John Krumme CPP, president & chief executive officer, Cam- Dex Security Corp., Kansas City, Kan. and St. Louis. He is also secretary of SecurityNet :  Five years ago we weren't working directly with IT managers. Today, every system has the involvement of the end-user's IT department. By using the end-user's network we are able to design a more robust system and enable more associates within the company to view.  

Paul Owen, regional vice president, ADS Security L.P., Nashville and 2009 president-elect of the Tennessee Burglar and Fire Alarm Association. ADS operates a UL-listed, Five-Diamond central station: The IT person has really moved to the front of the line in terms of dealing with the end-user. They are protective of their network; and if we do want a network solution, we have to build our own.

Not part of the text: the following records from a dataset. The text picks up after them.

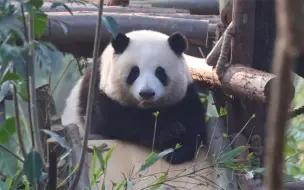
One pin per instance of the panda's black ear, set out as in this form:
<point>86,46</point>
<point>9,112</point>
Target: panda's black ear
<point>178,43</point>
<point>120,43</point>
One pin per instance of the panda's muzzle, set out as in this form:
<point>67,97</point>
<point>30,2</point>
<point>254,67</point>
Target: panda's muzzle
<point>147,94</point>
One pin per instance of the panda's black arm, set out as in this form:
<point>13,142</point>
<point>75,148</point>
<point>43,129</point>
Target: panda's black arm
<point>191,114</point>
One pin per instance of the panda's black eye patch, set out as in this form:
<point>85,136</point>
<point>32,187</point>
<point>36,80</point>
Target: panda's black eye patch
<point>134,73</point>
<point>160,73</point>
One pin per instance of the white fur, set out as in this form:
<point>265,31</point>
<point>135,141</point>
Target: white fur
<point>70,112</point>
<point>147,50</point>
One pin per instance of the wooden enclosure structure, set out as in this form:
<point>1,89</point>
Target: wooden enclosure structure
<point>243,87</point>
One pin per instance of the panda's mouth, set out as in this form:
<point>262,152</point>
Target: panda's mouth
<point>146,103</point>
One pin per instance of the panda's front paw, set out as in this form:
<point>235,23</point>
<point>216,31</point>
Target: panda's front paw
<point>173,132</point>
<point>180,155</point>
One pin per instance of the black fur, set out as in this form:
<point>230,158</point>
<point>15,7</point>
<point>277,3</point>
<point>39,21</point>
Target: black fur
<point>175,124</point>
<point>178,43</point>
<point>120,43</point>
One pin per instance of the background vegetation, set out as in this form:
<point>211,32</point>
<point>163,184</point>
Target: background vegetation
<point>61,71</point>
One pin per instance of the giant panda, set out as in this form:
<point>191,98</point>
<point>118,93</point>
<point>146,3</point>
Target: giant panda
<point>141,73</point>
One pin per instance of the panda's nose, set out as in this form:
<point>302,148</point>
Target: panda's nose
<point>146,94</point>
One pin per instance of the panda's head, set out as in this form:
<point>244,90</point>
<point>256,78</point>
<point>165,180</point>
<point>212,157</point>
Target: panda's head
<point>145,69</point>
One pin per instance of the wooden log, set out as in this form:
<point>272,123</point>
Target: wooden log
<point>111,9</point>
<point>217,144</point>
<point>239,81</point>
<point>196,7</point>
<point>73,137</point>
<point>214,54</point>
<point>81,30</point>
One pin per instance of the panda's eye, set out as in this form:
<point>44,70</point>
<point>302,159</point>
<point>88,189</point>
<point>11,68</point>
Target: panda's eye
<point>134,73</point>
<point>160,73</point>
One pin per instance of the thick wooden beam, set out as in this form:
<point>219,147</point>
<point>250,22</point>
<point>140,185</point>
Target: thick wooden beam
<point>81,29</point>
<point>197,7</point>
<point>240,81</point>
<point>111,9</point>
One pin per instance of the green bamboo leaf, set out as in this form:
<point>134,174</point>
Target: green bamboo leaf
<point>36,3</point>
<point>111,25</point>
<point>129,185</point>
<point>121,184</point>
<point>7,130</point>
<point>58,138</point>
<point>109,154</point>
<point>40,23</point>
<point>33,166</point>
<point>232,153</point>
<point>160,181</point>
<point>153,158</point>
<point>10,76</point>
<point>59,4</point>
<point>100,158</point>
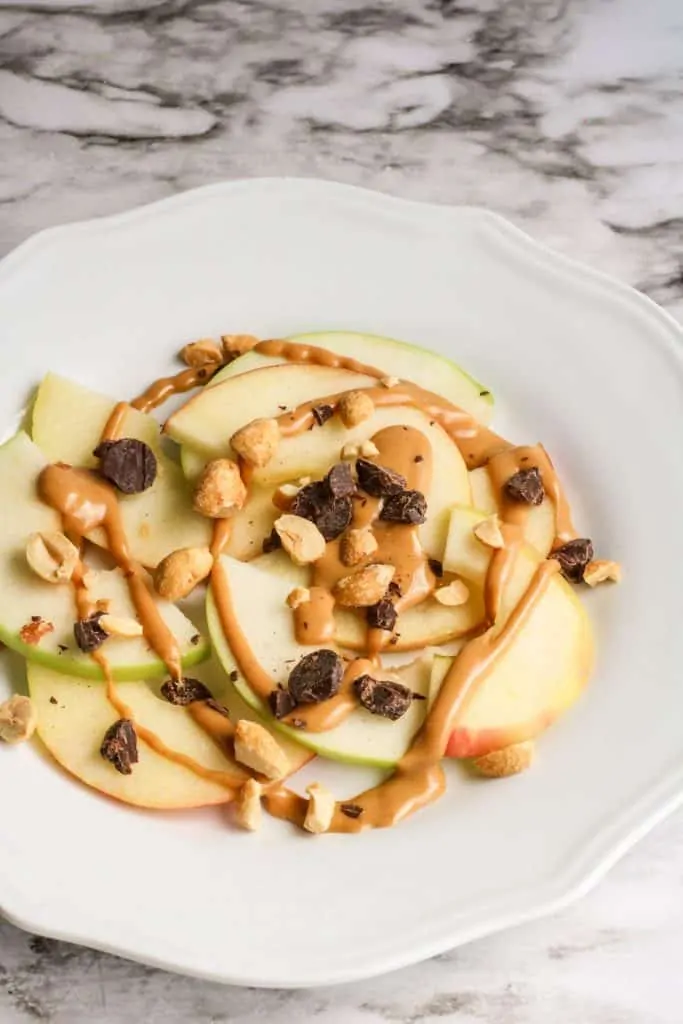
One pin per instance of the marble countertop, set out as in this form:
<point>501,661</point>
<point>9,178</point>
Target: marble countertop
<point>566,116</point>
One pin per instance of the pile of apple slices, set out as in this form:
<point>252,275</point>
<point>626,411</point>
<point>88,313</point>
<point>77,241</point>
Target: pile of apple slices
<point>539,675</point>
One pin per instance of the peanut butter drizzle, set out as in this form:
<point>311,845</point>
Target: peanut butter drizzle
<point>85,503</point>
<point>163,388</point>
<point>419,776</point>
<point>224,778</point>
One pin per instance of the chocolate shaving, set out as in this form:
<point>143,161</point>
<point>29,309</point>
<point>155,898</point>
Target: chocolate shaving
<point>315,677</point>
<point>120,745</point>
<point>351,810</point>
<point>525,486</point>
<point>408,507</point>
<point>378,481</point>
<point>281,702</point>
<point>184,691</point>
<point>382,615</point>
<point>573,557</point>
<point>89,634</point>
<point>128,464</point>
<point>383,696</point>
<point>271,543</point>
<point>340,480</point>
<point>316,503</point>
<point>322,414</point>
<point>219,709</point>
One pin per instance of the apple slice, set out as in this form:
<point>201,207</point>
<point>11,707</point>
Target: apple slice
<point>67,424</point>
<point>411,363</point>
<point>541,672</point>
<point>540,519</point>
<point>426,625</point>
<point>208,421</point>
<point>259,602</point>
<point>74,714</point>
<point>213,416</point>
<point>25,595</point>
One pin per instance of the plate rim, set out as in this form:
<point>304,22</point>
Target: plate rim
<point>620,834</point>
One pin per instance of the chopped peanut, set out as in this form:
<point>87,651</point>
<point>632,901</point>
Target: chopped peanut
<point>301,539</point>
<point>354,408</point>
<point>297,597</point>
<point>52,556</point>
<point>356,545</point>
<point>201,353</point>
<point>220,491</point>
<point>368,450</point>
<point>17,719</point>
<point>364,588</point>
<point>178,573</point>
<point>255,748</point>
<point>248,810</point>
<point>257,441</point>
<point>117,626</point>
<point>321,808</point>
<point>509,761</point>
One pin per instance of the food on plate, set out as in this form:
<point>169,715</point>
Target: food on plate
<point>388,582</point>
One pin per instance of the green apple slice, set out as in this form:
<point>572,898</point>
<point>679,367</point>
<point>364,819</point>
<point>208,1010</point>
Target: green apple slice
<point>411,363</point>
<point>220,411</point>
<point>208,421</point>
<point>25,595</point>
<point>74,715</point>
<point>259,602</point>
<point>540,519</point>
<point>427,625</point>
<point>67,424</point>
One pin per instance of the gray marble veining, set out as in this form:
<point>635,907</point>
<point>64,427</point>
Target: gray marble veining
<point>565,116</point>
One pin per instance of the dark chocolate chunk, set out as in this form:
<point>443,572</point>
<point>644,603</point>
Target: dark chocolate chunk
<point>383,696</point>
<point>120,745</point>
<point>378,480</point>
<point>351,810</point>
<point>407,507</point>
<point>382,615</point>
<point>315,677</point>
<point>281,702</point>
<point>340,480</point>
<point>322,414</point>
<point>219,709</point>
<point>526,486</point>
<point>573,557</point>
<point>271,543</point>
<point>315,502</point>
<point>333,517</point>
<point>184,691</point>
<point>128,464</point>
<point>89,634</point>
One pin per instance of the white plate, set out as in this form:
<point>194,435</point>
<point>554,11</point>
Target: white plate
<point>588,366</point>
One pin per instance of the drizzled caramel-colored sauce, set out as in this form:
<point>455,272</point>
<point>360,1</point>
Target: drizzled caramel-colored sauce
<point>85,503</point>
<point>419,776</point>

Richard A. Penney, Viscom Systems Inc., Watertown , Mass. : We have noticed a process of close coordination in the bid and build process between security consultants, architects, general contractors, end users and the integrator on larger projects in particular. Security has moved from the end of the process to the front since the events of 9/11. As a result, the integrator's role of providing cost effective solutions and value engineering in a team environment has been the most significant change.

How are technological changes effecting who you deal with on a project?

Freschi : Security management is still the primary contact as these professionals have the expertise to establish security objectives. Depending on the nature of a project--new design-build versus upgrading an existing system—architects and engineers, builders, electrical contractors and other operations personnel may be involved in the process.

Kruglak : As the technology shifts more to integration with HR and AD, the role of the IT manager is increasing. For our clients, the security director is still calling the shots.